[comp.unix.programmer] looking for sysv sum

herbie@dec07.cs.monash.edu.au (Andrew Herbert) (06/03/91)

Hello all.

Can anyone tell me where I can find a description of the SysV sum(1)
checksum algorithm, or some code which implements it?  I am using
SysVR4, but couldn't find anything to do this in the standard libraries.

Thanks,
Andrew Herbert

tchrist@convex.COM (Tom Christiansen) (06/03/91)

From the keyboard of herbie@dec07.cs.monash.edu.au (Andrew Herbert):
:Hello all.
:
:Can anyone tell me where I can find a description of the SysV sum(1)
:checksum algorithm, or some code which implements it?  I am using
:SysVR4, but couldn't find anything to do this in the standard libraries.

I think I can tell you.  I have no SysVr4 source code, so had to reverse
engineer what's going on by taking a working emulation of a SysV sum(1)
program written in perl (after confirming it really does give the same
output as sum(1)) and then looking to see what perl's doing inside.  But I
get the same results, so something here must be right.

To start with, this perl code seems to emulate the sum(1) command fairly 
well, as found on a SysV system I have lying around here:

    while (<>) {
	$checksum += unpack("%31C*", $_);
	$checksum %= 65535;
	$bytes += length;
	if (eof) {
	    printf "%d %d %s\n", $checksum, ($bytes+511/512, $ARGV;
	    $checksum = $bytes = 0;
	}
    }

Speed freaks might take note that the following rendition actually
faster than the C code!  Big buffers pay off.

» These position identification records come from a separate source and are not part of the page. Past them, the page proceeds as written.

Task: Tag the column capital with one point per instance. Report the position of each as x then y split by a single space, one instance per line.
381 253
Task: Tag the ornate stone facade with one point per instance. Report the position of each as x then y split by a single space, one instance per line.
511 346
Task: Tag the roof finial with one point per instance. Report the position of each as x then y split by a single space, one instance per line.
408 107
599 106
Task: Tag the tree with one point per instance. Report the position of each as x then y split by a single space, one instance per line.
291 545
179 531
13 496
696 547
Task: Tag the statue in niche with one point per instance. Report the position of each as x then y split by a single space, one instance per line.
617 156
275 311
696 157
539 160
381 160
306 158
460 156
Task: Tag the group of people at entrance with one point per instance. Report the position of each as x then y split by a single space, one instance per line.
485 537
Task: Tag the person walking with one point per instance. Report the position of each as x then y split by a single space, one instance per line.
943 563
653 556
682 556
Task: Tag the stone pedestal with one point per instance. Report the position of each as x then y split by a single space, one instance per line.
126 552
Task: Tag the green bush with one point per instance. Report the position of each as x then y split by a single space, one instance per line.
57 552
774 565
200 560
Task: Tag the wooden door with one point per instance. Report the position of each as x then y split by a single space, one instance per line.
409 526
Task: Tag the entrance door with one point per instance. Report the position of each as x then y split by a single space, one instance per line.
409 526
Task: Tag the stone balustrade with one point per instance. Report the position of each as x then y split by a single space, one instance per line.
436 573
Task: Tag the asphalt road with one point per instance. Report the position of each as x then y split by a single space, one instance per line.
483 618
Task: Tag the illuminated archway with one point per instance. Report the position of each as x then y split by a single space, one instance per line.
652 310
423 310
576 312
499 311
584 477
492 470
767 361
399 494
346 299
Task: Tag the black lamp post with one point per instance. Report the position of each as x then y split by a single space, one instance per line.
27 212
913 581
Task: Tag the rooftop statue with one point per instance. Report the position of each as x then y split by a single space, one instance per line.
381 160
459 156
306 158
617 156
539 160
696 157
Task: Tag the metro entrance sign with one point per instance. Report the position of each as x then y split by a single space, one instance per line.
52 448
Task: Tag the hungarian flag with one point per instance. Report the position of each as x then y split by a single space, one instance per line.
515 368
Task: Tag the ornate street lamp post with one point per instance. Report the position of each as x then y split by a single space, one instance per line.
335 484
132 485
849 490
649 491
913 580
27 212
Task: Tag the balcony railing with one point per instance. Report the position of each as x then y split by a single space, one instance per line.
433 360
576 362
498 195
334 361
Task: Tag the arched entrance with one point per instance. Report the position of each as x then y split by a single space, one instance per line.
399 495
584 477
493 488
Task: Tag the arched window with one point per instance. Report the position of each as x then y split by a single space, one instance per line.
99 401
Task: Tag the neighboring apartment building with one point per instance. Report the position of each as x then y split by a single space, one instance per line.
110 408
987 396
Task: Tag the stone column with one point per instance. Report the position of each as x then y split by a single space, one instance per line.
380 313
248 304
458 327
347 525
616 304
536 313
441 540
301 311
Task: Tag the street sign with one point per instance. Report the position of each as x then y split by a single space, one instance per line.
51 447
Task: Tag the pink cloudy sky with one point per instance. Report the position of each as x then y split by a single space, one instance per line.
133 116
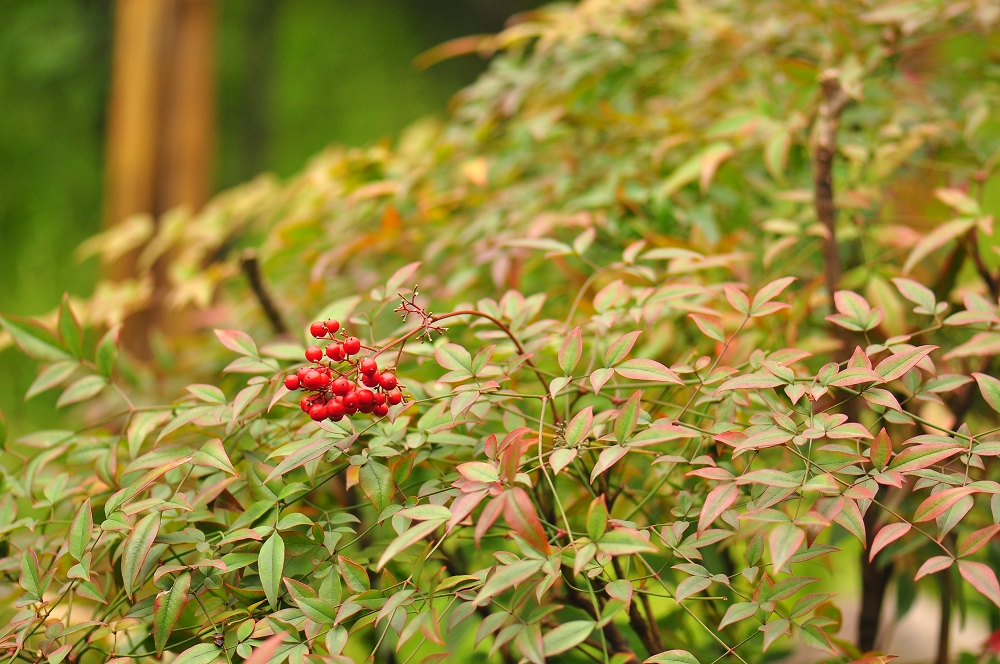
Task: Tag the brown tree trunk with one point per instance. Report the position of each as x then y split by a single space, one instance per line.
161 126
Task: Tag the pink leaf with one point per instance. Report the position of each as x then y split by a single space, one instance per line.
887 536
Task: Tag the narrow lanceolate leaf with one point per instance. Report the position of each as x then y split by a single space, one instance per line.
49 377
784 541
645 369
270 564
719 499
409 537
137 546
737 612
989 387
507 576
933 565
887 536
520 514
213 455
982 578
80 530
81 390
107 351
567 636
263 653
167 609
31 345
881 450
939 503
620 348
977 540
628 417
238 342
377 483
203 653
895 366
923 456
571 350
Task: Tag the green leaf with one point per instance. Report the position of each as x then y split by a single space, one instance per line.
597 518
213 455
270 564
81 390
628 417
136 548
50 376
737 612
784 541
31 345
377 483
454 357
30 579
407 538
203 653
167 609
238 342
80 531
673 657
571 350
990 389
620 348
70 329
567 636
129 492
881 450
645 369
209 393
354 575
579 427
107 351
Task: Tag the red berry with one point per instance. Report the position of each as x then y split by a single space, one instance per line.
313 380
335 409
318 329
388 382
341 386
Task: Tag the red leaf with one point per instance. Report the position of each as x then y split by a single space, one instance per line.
977 540
982 578
887 536
519 512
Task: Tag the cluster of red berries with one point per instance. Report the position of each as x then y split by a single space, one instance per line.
332 392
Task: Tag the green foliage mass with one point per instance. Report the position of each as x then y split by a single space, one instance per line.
660 395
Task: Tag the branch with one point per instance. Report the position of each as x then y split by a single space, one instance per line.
251 268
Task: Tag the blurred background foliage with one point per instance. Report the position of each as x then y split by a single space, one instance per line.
293 77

    while ($ARGV = shift) {
	warn("can't open $ARGV: $!"), next unless open ARGV;
	while (read(ARGV,$_,16 * 512)) {
	    $checksum += unpack("%31C*", $_);
	    $checksum %= 65535;
	    $bytes += length;
	} 
	printf "%d %d %s\n", $checksum, ($bytes+511)/512, $ARGV;
	$checksum = $bytes = 0;
    } 


Of course, this doesn't really help you to know what's going on until you
know what unpack() is doing.  Looking in perl/src/doio.c, in the function
do_unpack(), you find that what's happening is basically the following
(loosely transcribed):

    checksum = 31;  /* from the %31C in unpack */
    sum = 0;
    unsigned char *sp = string; /* string is a (char *) pointing to $_
    while (*sp) sum += *sp++; 
    sum &= (1 << checksum) - 1;
    return sum;

That's what happening for each record.  If you look at the above perl
code, we add in this sum to our running $checksum variable each time
through the perl while loop, and then modulo it by 65535 each time (not
65536) to keep it small.  Then when each file runs out, we output this
value, the number of 512-byte blocks, and the file's name.

Hope this helps.  

--tom
--
Tom Christiansen		tchrist@convex.com	convex!tchrist
	    "Perl is to sed as C is to assembly language."  -me

thad@public.BTR.COM (Thaddeus P. Floryan) (06/03/91)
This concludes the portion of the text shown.